Artificial Intelligence · Part 3 of 3

Why Your AI Search Works

Concentration of measure in machine learning and physics

Why Cosine Similarity Powers Modern AI

Cosine similarity — the dot product of normalised vectors — is exactly the quantity we have been studying.

Consider a search query embedded as a unit vector in a 768-dimensional space. Your index contains millions of documents, each also a unit vector. The vast majority — articles about cooking, sports, tax law — have nothing to do with your query. These are effectively random directions, so by the results of Articles 1 and 2, their cosine similarities with your query are approximately \mathcal{N}(0, 1/d). This is the noise floor: a tight band around zero, with standard deviation 1/\sqrt{768} \approx 0.036. Virtually all noise lives within \pm 0.1.

Noise Floor — Cosine similarity distribution of random unit vectors, with dimension slider

Now suppose a document has cosine similarity 0.3 with your query. Is that noise, or signal? It sits at 0.3 / 0.036 \approx 8 standard deviations above the noise floor. The probability of a random vector landing there by chance is less than 10^{-15}. Among a billion unrelated documents, the expected number exceeding this threshold is essentially zero. You do not need to know anything about how “similar” documents are distributed — the noise floor is so tight that any genuine similarity towers above it.

This separation grows with dimension. A cosine similarity of s sits at s\sqrt{d} standard deviations above the noise.
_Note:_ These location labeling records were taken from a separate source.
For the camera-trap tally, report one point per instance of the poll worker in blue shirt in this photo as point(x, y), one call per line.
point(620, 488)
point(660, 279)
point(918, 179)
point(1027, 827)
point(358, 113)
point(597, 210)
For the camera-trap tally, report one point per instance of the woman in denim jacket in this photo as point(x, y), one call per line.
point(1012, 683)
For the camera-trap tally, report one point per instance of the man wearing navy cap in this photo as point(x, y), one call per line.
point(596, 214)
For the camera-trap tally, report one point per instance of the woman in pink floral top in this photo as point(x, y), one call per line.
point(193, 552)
At d = 100, a similarity of 0.3 is 3\sigma — noticeable. At d = 768, it is 8\sigma — unambiguous. At d = 1536, it is 12\sigma. Higher dimensionality makes similarity search more discriminating, not less.

The embedding model’s job is to place related items above the noise floor. Concentration of measure guarantees that floor is tight. This is why vector search works at scale: not because embeddings are “good” in some vague sense, but because concentration turns any learnable similarity — however modest — into a statistically unambiguous detection.

How Many Vectors Can a Space Hold?

Concentration does not just mean that one random pair of vectors is nearly orthogonal. It means that all pairs are, simultaneously.

In 3 dimensions, you have 3 orthogonal axes and that's it — any new direction must overlap with one of them. In 10,000 dimensions, you can fit millions of nearly perpendicular directions without any of them crowding each other.

The heatmap below shows a gram matrix — the pairwise dot products among random unit vectors. Each cell is the cosine similarity between two vectors. Pick a number of vectors, then increase the dimension and watch the off-diagonal entries vanish.

Porcupine Saturation — Low-D vs High-D gram matrices

This is why embedding spaces work at scale. In low dimensions, the gram matrix saturates quickly — off-diagonal similarities creep up as you add vectors, and directions start to crowd. In high dimensions, even hundreds of vectors remain nearly orthogonal. The more dimensions you have, the more room there is.

Maxwell-Boltzmann as Geometry

The connection between dot products and AI search might not surprise you — both involve vectors. But the same mathematics describes something far older: the motion of gas molecules.

Consider an ideal gas of N identical particles, each of mass m, in a box with fixed total energy E. Each particle has three velocity components, so the system's state is a point in \mathbb{R}^{3N}. The constraint on total kinetic energy is:

\tfrac{1}{2}m\bigl(v_1^2 + v_2^2 + \cdots + v_{3N}^2\bigr) = E \quad\Longrightarrow\quad v_1^2 + v_2^2 + \cdots + v_{3N}^2 = \frac{2E}{m}

A sphere of radius R = \sqrt{2E/m} in d = 3N dimensions. Same constraint as Article 1 — coordinates whose squares must sum to a fixed total — just in velocity space instead of on the unit sphere.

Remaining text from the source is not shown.